Yani yapılması gerekeni yapmalarına karşın
başarı neden gelmiyor? İşte bütün sorun burada yatıyor. Sevdiğimiz dalda
bir işyeri açıyoruz ama gelin görün ki işler iyi gitmiyor.
Veya en
azından bir süre sonra işler bozuluyor
(Tabi işlerini başarıyla yürütenlere sözümüz yok). Bunun sebebi ne
olabilir dersiniz? Bir işe giriştiğimizde, kendimize bir hedef tayin
etmişiz demektir. Hedefi gözden kaçırdığımızda ise işler bozulur. O
zaman ortaya şu çıkıyor:
Kendimize tayin ettiğimiz hedef bizi
harekete geçirecek ve arkasından koşturacak kadar enteresan değil. Belki
de yapmaya başladığımız yeni işi başkalarının hatırı veya moda olduğu
için yapıyoruz. Bu durumda başarı kendini tam manasıyla göstermez, çünkü
kişi bu işe var gücüyle sarılmaz. Hedef tayin ederken bu ‘küçük’ nokta
gözardı edilmemeli.
Yapmaya başladığımız iş üzerine ‘Ben bu işi seviyor muyum’ diye düşünmeliyiz.
Bir işe, ‘başarısız’ olacağım diye değil, ‘başarılı’ olacağım diye işe
girişmeliyiz. ‘Ben bir işe giriştim ama bakalım sonu ne olacak’
şeklindeki bir düşünceyle bir işe başladık mı yenilgiyi baştan kabul
ettik demektir. Bu durumun bilinçaltındaki görüntüsü şöyledir: Başladığı
bir işten vazgeçen birinin bilinçaltına oynayan film değişmiştir. Çünkü
bir insan bilinçaltında neleri bulunduruyorsa, nelerin hayalini
görüyorsa, neleri düşünüyorsa, bu düşünceler ister iyi ister kötü olsun,
yaşamında da onları gerçekleştirir. İşte bu durum insan için bir dönüm
noktasıdır. Yaptığı işe karşılık bilinçaltında başka düşünceleri olan
birinin, ya yaptığı işi, ya da bilinçaltındaki düşüncelerini
değiştirmesi gerekir. Çünkü bilinçaltı başrolü oynar, yani tayin eder.
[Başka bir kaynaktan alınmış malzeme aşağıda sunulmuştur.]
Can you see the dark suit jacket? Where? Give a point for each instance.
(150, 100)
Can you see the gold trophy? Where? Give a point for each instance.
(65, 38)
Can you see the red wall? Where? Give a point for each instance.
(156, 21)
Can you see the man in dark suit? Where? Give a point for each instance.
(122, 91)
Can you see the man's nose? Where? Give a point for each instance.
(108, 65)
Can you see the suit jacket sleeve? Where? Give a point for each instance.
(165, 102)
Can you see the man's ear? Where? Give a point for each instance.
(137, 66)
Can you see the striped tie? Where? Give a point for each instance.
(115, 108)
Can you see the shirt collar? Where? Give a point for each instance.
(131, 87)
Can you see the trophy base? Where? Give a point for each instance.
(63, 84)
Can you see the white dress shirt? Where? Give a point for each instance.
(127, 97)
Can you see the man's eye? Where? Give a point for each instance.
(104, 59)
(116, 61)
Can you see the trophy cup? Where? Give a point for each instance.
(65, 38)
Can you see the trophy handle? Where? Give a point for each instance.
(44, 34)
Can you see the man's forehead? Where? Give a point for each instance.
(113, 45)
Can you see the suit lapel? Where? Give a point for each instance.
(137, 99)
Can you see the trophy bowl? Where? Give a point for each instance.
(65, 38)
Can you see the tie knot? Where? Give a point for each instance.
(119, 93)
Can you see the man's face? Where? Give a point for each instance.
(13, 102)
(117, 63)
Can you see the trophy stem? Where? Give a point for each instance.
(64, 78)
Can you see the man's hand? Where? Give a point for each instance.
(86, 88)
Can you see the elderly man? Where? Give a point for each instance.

Bilinçaltı şakaya gelmez bir mekanizmadır. O sizin düşüncelerinizi
uygulamak zorundadır. Yapmak istediğiniz iş, öğrenmek istediğiniz meslek
bilinçaltında devamlı taze kalmak, yerini korumak zorundadır. Hedefi
gözden kaçırmamanın anlamı da budur.